The current pandemic and lockdown situation notwithstanding, in our ‘wealthy, forward-thinking’ western societies, isolation is becoming the rule – not the exception to the rule. More and more people are spending large amounts of time alone. Alone in their own company. Alone with their own thoughts. Stuck in their own heads.

It can be difficult to manage, both as the person in isolation as well as that concerned friend/co-worker/family member. Understanding why someone you know might want to remain isolated can be hard. Especially if your upbringing didn’t allow for a meaningful investigation into your own emotional and psychological world. Perhaps they’ve been through a bad breakup. Perhaps they have financial pressures that you can’t comprehend. Addictions or an undiagnosed mental illness. Maybe they’ve done something they regret that they can’t undo. Or have deep childhood trauma. Maybe they’ve just lost a lover, a mate, co-worker, family member or pet. Maybe they just feel excluded from the world. Or they were taught to hate themselves. The causes are many.

None of them are wrong.

If the person in isolation is you then understanding the reason/s can also be hard, if not harder. Not only is there the root cause but there are all the other negative emotions we humans are so great at adding – like guilt, shame and anger. Often this is like pouring raw fuel on an already burning fire.
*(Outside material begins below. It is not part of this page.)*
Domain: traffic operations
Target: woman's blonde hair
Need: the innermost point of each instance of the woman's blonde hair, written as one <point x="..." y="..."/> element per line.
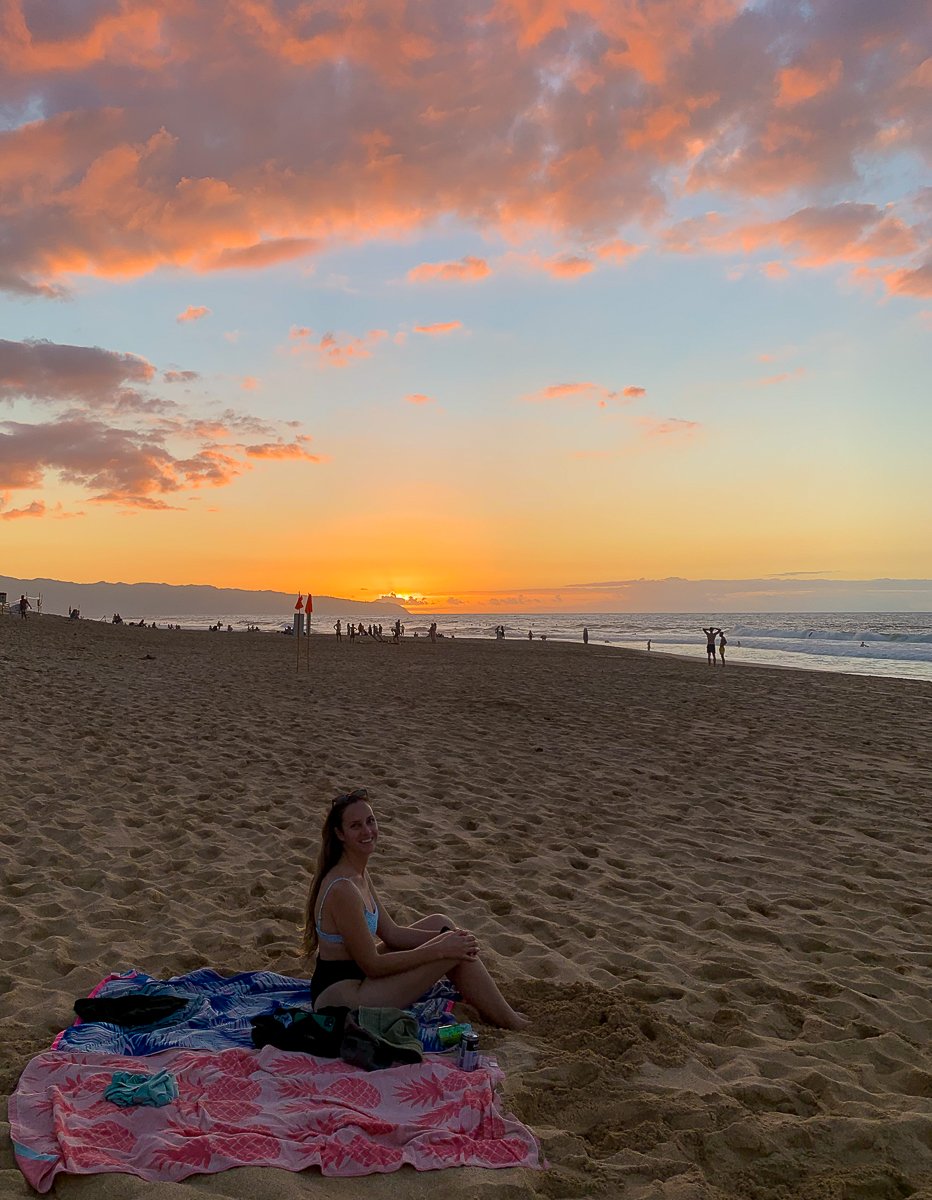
<point x="331" y="847"/>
This is why we need days like today.

Not only as friends to those in need, but as friends to ourselves when we’re in need. So we can learn to offer help as well as ask for it. To remind us that we’re not alone. That we do matter. 

That we count.

R U OK Day is an absolutely fantastic movement. It gets the conversation flowing and has made inroads into mental health and harm prevention in ways previously unheard of.

But what happens to our people of concern in a week, a month, or three? 

Who will check on them when there’s no national day to remind us?

Will you be the one to make a difference?